Sehr geschätzt habe ich auch den offenen und wertschätzenden Umgang zwischen den LehrerInnen und SchülerInnen.

Und die Kooperation mit dem Ceciliengymnasium ist cool. Auf dieses Weise bietet das HG ein Fächerangebot, das es an keiner anderen weiterführenden Schule in Bielefeld gibt.

 

Was hat mich während der Zeit am HG geprägt?

Das HG hat entscheidend zu meiner Persönlichkeitsentwicklung beigetragen. Ich bin froh, dass ich dort nicht nur Wissen vermittelt bekommen habe. Dank der zahlreichen außerschulischen Angebote wie der AGs oder der Möglichkeit des Engagements in der Schülervertretung und der Schülerzeitung, konnte ich mich ausprobieren und neue Interessen und Fähigkeiten entdecken.
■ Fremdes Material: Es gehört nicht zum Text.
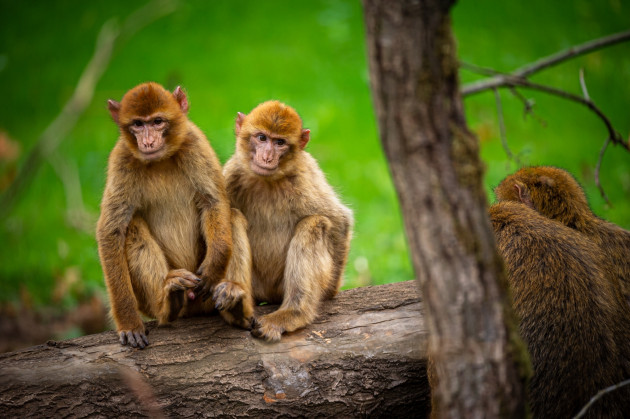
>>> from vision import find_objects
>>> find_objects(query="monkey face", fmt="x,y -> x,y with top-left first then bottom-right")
235,100 -> 310,177
107,82 -> 188,162
129,115 -> 169,160
250,132 -> 291,176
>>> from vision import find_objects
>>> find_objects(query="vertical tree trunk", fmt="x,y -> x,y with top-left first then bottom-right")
364,0 -> 528,418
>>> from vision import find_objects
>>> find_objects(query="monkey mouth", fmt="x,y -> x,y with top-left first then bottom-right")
139,147 -> 164,160
251,162 -> 278,176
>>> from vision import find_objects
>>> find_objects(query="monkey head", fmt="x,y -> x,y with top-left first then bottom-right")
107,82 -> 188,162
235,101 -> 311,177
494,166 -> 591,227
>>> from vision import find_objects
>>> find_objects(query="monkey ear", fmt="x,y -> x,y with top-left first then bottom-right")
173,86 -> 189,114
300,129 -> 311,150
107,99 -> 120,124
514,180 -> 536,210
234,112 -> 247,135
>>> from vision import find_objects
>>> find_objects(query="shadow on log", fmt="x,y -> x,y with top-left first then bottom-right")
0,281 -> 430,417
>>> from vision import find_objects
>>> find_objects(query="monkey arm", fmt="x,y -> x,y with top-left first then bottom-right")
197,198 -> 232,299
179,133 -> 232,300
96,185 -> 146,347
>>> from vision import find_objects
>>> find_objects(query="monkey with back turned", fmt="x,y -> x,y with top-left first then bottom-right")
494,166 -> 630,304
97,83 -> 253,348
489,201 -> 630,418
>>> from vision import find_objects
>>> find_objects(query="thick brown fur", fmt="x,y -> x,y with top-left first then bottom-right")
489,202 -> 630,418
495,166 -> 630,304
97,83 -> 251,348
224,101 -> 353,341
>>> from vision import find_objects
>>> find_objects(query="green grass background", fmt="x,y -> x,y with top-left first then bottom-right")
0,0 -> 630,309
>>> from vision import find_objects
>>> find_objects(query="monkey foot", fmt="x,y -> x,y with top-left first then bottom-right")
251,313 -> 285,342
118,325 -> 149,349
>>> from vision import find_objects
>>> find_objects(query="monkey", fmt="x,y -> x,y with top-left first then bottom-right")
489,201 -> 630,418
96,82 -> 252,349
223,101 -> 354,342
494,166 -> 630,304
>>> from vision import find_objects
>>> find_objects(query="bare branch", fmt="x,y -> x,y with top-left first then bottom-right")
493,89 -> 521,165
580,68 -> 591,101
0,0 -> 176,219
595,137 -> 612,206
580,68 -> 612,205
573,379 -> 630,419
507,78 -> 630,151
461,31 -> 630,97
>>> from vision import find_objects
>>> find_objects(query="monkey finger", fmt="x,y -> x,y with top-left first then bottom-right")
196,282 -> 213,301
127,330 -> 138,348
168,282 -> 186,291
133,332 -> 149,349
177,277 -> 199,288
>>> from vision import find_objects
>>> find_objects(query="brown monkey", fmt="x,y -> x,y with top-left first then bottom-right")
495,166 -> 630,303
223,101 -> 353,341
489,201 -> 630,418
97,83 -> 251,348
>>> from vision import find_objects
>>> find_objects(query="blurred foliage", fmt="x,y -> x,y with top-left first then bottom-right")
0,0 -> 630,308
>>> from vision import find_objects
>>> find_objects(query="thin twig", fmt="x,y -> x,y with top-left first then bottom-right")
484,76 -> 630,151
573,379 -> 630,419
580,68 -> 621,206
461,31 -> 630,96
580,68 -> 591,101
493,89 -> 521,165
595,137 -> 612,206
0,0 -> 176,219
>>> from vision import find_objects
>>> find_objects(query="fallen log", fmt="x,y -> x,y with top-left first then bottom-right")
0,281 -> 430,417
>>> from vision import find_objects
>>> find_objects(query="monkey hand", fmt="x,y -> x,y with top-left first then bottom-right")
251,312 -> 285,342
163,269 -> 201,324
212,281 -> 254,329
118,321 -> 149,349
195,261 -> 218,302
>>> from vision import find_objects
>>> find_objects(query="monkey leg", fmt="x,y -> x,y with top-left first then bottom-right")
252,215 -> 333,341
125,216 -> 199,324
213,208 -> 254,329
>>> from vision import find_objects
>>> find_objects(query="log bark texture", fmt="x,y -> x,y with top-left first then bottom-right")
363,0 -> 528,418
0,281 -> 430,417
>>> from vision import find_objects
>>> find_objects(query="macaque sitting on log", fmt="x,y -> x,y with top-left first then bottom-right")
97,83 -> 251,348
222,101 -> 353,341
494,166 -> 630,304
489,201 -> 630,418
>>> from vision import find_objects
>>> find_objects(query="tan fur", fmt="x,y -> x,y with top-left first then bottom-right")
495,166 -> 630,303
97,83 -> 245,347
224,101 -> 353,341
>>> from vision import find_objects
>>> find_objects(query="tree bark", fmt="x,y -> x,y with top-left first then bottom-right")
364,0 -> 527,418
0,282 -> 430,417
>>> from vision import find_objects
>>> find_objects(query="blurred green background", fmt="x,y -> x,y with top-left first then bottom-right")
0,0 -> 630,346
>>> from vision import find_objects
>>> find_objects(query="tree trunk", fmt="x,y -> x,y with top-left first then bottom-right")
364,0 -> 527,418
0,282 -> 430,417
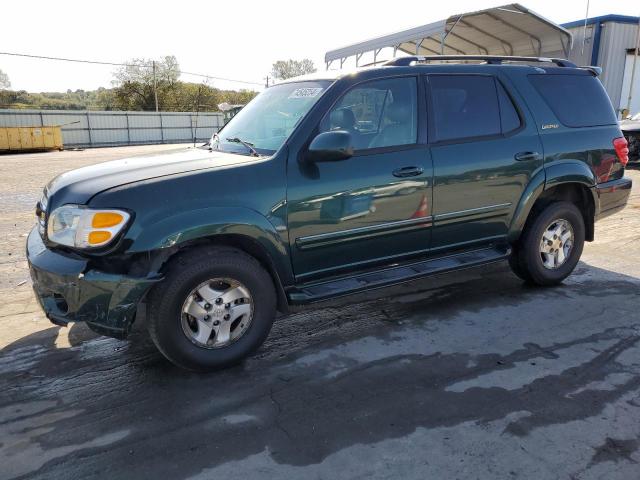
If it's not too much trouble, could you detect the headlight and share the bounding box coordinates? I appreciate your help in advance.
[47,205,131,248]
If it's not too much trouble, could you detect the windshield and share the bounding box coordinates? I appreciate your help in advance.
[211,80,332,155]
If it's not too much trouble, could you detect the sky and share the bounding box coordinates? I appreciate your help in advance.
[0,0,640,92]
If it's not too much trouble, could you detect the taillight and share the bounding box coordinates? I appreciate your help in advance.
[613,137,629,167]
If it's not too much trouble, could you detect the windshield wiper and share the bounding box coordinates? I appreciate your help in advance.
[227,137,260,157]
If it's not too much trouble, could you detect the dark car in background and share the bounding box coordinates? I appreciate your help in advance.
[27,56,631,370]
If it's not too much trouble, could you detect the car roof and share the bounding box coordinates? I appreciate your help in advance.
[276,55,599,85]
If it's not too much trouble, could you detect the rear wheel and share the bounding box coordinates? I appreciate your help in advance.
[147,248,276,371]
[509,202,585,285]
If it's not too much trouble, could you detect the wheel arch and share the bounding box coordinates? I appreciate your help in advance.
[160,233,289,313]
[507,160,597,243]
[127,207,293,312]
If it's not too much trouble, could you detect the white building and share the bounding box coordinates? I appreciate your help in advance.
[562,15,640,113]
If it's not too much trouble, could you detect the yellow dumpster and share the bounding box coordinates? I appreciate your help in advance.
[0,126,63,152]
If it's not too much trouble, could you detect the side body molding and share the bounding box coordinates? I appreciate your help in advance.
[507,160,597,243]
[127,207,293,285]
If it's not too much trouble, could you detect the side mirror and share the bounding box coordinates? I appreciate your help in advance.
[307,130,353,162]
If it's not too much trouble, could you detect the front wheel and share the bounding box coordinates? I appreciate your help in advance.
[147,248,276,371]
[509,202,585,285]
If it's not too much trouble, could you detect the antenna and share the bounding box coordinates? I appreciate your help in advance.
[580,0,591,56]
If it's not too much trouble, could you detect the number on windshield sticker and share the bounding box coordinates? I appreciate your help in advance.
[289,87,322,98]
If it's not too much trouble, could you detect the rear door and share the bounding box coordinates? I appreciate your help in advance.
[427,74,543,252]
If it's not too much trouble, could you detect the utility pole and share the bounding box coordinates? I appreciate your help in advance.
[153,60,158,112]
[580,0,589,55]
[627,14,640,115]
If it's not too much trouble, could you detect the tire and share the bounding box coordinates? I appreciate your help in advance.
[509,202,585,286]
[147,247,276,371]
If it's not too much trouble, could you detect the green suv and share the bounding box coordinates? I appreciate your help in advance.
[27,56,631,370]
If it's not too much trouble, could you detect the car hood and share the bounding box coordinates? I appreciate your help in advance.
[46,148,264,207]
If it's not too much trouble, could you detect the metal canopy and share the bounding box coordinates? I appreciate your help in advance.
[325,3,572,69]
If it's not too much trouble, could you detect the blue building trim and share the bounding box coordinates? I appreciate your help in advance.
[560,15,640,28]
[561,15,640,66]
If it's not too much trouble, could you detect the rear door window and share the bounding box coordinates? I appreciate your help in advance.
[529,74,617,127]
[429,75,502,141]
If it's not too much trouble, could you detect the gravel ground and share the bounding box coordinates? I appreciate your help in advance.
[0,145,640,480]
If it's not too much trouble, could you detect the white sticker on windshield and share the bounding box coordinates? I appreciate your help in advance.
[289,87,322,98]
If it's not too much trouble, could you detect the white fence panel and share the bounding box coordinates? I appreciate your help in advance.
[0,110,224,147]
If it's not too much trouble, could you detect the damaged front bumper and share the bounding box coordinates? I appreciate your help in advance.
[27,228,161,338]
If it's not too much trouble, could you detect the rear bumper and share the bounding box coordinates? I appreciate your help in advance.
[27,228,159,338]
[595,178,633,220]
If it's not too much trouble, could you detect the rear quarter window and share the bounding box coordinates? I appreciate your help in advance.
[529,74,617,127]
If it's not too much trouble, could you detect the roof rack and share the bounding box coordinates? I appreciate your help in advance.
[382,55,577,68]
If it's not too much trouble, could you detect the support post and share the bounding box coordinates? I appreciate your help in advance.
[627,19,640,113]
[152,60,158,112]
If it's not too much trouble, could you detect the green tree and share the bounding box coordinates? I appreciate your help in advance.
[271,58,316,80]
[0,70,11,89]
[114,55,180,110]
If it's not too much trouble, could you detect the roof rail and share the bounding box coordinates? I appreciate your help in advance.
[382,55,576,67]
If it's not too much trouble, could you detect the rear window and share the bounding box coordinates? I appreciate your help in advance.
[529,74,617,127]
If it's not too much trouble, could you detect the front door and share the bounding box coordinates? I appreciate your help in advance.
[287,76,432,281]
[428,74,543,254]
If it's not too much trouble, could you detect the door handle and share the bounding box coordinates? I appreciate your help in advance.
[514,152,542,162]
[393,167,424,178]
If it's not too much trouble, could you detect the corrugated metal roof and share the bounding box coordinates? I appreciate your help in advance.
[325,3,571,66]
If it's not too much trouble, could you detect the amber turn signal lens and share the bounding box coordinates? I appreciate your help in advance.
[87,230,111,245]
[91,212,123,230]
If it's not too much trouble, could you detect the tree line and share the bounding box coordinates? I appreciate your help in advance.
[0,55,316,112]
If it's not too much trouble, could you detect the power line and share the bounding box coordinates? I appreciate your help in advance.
[0,52,262,86]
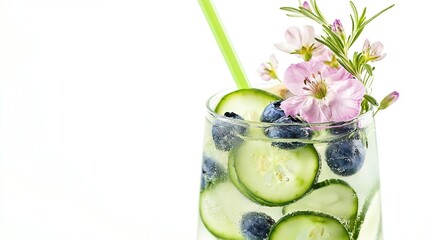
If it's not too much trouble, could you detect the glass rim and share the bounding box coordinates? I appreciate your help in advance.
[206,88,374,128]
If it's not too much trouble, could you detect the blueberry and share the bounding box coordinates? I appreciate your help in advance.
[212,112,248,151]
[326,139,366,176]
[240,212,275,240]
[329,122,357,135]
[265,116,311,149]
[201,156,226,190]
[261,100,285,123]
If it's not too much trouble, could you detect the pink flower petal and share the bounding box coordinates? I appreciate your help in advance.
[283,61,326,95]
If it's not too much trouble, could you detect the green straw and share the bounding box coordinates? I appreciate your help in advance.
[198,0,250,89]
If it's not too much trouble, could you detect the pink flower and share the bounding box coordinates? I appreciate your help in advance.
[331,19,346,40]
[362,39,386,62]
[274,26,324,61]
[281,61,365,123]
[258,55,279,81]
[302,1,311,11]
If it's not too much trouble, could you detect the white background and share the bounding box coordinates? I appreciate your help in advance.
[0,0,429,240]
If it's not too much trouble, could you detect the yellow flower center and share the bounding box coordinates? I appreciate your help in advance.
[303,72,328,99]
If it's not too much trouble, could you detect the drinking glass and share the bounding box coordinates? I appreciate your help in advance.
[197,86,382,240]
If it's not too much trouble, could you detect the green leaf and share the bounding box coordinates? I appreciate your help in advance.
[280,7,301,13]
[350,1,359,22]
[363,94,378,106]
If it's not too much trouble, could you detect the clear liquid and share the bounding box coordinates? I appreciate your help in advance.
[197,89,382,240]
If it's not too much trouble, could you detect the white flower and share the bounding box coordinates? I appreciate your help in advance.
[258,55,279,81]
[274,25,324,61]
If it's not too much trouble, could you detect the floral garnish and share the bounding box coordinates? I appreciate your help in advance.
[274,26,323,61]
[261,0,399,123]
[258,55,279,81]
[362,39,386,62]
[281,61,365,123]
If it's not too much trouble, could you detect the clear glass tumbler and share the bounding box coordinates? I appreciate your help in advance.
[197,88,382,240]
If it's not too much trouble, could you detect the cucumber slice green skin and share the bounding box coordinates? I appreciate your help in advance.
[200,182,249,240]
[268,211,350,240]
[228,152,275,207]
[229,141,320,206]
[283,179,359,229]
[199,181,282,240]
[215,88,281,122]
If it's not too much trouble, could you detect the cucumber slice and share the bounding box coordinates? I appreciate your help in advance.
[283,179,359,229]
[228,150,272,206]
[229,141,320,206]
[200,182,281,240]
[215,88,281,122]
[354,190,382,240]
[268,211,350,240]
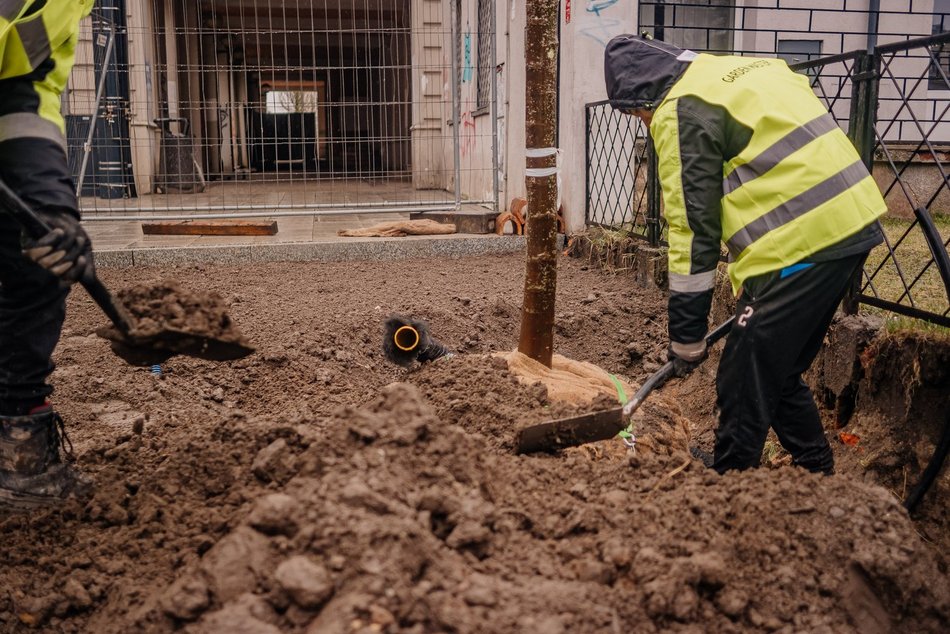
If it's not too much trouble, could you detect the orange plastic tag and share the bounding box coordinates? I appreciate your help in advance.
[838,431,861,447]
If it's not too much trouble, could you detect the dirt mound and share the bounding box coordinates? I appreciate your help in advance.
[0,256,950,633]
[128,372,950,632]
[106,280,247,344]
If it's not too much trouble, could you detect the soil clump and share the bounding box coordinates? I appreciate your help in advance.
[0,251,950,634]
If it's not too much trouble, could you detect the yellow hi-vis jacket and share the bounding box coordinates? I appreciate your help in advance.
[0,0,94,144]
[650,54,887,293]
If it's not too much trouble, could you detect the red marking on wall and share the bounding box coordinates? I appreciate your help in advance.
[459,112,475,156]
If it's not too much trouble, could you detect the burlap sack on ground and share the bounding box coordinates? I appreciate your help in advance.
[337,220,455,238]
[494,350,637,404]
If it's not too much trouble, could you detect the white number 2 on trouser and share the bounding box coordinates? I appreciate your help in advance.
[739,306,755,328]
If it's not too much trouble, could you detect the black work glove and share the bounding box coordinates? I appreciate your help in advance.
[23,212,96,284]
[666,339,709,378]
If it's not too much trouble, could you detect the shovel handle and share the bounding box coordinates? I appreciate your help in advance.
[0,180,132,335]
[623,315,736,420]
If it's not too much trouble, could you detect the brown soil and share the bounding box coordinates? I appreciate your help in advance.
[100,280,251,343]
[0,256,950,633]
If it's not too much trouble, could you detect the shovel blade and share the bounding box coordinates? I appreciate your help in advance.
[517,407,626,453]
[97,327,254,366]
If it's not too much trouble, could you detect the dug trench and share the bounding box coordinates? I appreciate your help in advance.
[0,251,950,633]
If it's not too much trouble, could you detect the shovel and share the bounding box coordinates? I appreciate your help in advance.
[0,181,254,365]
[517,317,735,453]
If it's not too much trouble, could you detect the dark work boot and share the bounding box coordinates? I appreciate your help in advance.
[0,405,93,510]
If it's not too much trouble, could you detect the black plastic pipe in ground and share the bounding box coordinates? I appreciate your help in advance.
[904,412,950,513]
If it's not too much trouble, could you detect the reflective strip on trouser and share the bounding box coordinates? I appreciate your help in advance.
[0,112,66,150]
[722,114,838,196]
[726,160,868,255]
[669,269,716,293]
[0,0,23,22]
[16,18,53,68]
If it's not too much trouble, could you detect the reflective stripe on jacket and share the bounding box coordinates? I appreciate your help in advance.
[650,54,886,293]
[0,0,94,143]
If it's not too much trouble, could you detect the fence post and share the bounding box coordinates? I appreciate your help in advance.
[646,133,660,248]
[584,104,591,227]
[842,53,881,315]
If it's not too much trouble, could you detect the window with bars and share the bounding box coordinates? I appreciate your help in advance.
[927,0,950,90]
[639,0,736,53]
[476,0,495,109]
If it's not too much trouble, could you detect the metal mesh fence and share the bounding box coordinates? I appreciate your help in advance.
[587,6,950,327]
[63,0,496,220]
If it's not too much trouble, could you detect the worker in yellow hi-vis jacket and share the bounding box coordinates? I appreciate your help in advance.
[605,35,886,473]
[0,0,94,508]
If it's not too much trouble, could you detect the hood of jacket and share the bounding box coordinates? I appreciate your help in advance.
[604,35,696,110]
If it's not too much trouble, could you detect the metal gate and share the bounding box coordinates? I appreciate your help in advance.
[586,1,950,327]
[65,0,498,220]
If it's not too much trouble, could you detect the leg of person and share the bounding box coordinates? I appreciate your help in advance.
[0,138,92,510]
[712,292,777,473]
[772,254,866,473]
[0,138,76,416]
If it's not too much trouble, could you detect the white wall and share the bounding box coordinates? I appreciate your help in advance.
[498,0,637,232]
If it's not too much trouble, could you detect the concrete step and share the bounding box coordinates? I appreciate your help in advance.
[409,209,498,234]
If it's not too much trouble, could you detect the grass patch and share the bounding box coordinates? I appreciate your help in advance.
[884,315,950,339]
[863,216,950,316]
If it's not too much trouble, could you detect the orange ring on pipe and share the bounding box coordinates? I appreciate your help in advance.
[393,326,419,352]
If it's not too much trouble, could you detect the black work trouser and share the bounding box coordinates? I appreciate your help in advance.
[712,253,867,473]
[0,138,79,416]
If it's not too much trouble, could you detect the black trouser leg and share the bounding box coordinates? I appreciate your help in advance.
[772,375,835,473]
[713,254,866,473]
[0,139,77,416]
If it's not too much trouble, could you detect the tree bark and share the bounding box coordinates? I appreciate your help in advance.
[518,0,560,367]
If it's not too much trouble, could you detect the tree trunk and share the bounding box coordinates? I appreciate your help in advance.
[518,0,560,367]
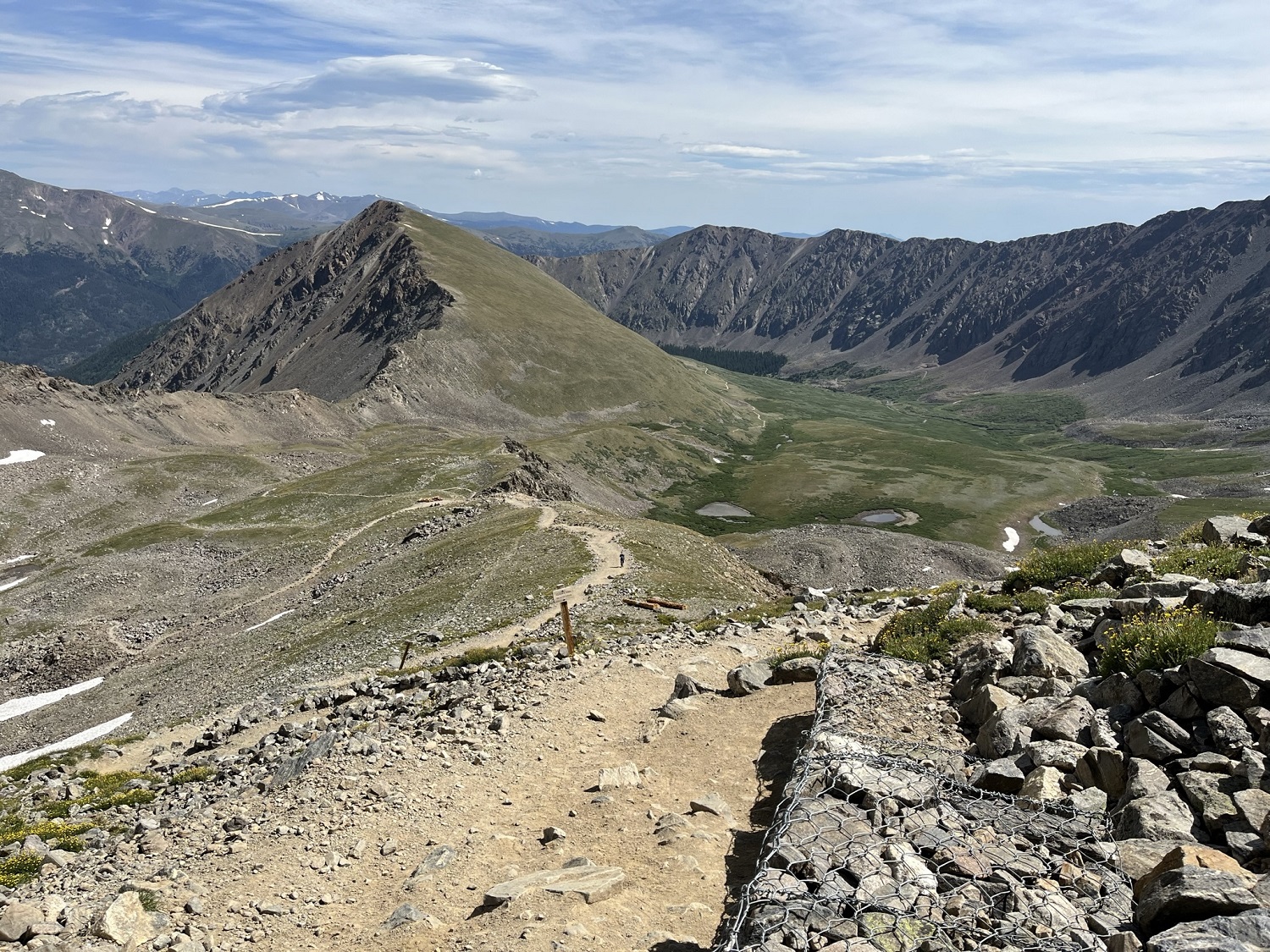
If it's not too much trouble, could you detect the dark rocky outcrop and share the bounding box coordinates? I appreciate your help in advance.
[531,200,1270,411]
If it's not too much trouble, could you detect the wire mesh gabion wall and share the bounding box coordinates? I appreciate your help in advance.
[716,654,1132,952]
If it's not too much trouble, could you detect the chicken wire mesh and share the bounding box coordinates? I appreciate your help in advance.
[716,654,1132,952]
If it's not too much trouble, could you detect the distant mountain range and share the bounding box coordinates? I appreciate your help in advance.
[0,172,289,371]
[113,202,734,429]
[533,200,1270,413]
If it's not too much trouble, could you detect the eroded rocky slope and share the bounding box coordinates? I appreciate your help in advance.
[533,201,1270,411]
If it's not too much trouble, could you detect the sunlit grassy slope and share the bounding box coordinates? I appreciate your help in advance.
[398,210,748,424]
[584,370,1265,548]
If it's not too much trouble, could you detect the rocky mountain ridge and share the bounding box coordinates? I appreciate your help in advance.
[533,200,1270,411]
[114,202,732,426]
[0,172,284,370]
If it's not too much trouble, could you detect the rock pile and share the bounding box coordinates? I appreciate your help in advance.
[726,654,1132,952]
[952,517,1270,952]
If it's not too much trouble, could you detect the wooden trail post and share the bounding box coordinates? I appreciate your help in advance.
[554,589,573,658]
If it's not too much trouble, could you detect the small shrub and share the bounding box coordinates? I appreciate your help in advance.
[0,852,45,889]
[876,594,993,663]
[433,645,507,670]
[1099,608,1219,677]
[1015,589,1049,612]
[172,767,216,784]
[1054,586,1109,606]
[45,771,159,829]
[965,592,1015,612]
[767,641,830,668]
[936,617,996,645]
[1173,520,1204,546]
[1156,546,1244,581]
[883,634,950,664]
[1006,542,1124,592]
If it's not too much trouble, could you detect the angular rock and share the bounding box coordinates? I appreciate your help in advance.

Die Grundsteine für mein heutiges politisches Engagement und für meine journalistische Arbeit wurden am HG gelegt.

Ich bin dankbar dafür, dass mich meine Lehrerinnen und mein Schulleiter seinerzeit zur Bewerbung für das START Schülerstipendium für engagierte Zuwanderer sowie für das Stipendium der Studienstiftung des deutschen Volkes ermutigt und mich dabei unterstützt haben.

 

Mein schönstes Erlebnis am HG?

Die Kursfahrt nach London mit meinem Englisch-Leistungskurs. Es war spannend, die Orte aus dem Englischbuch einmal live zu sehen und die Sprachkenntnisse so richtig in der Praxis auszuprobieren. Und die Museen in London – unschlagbar!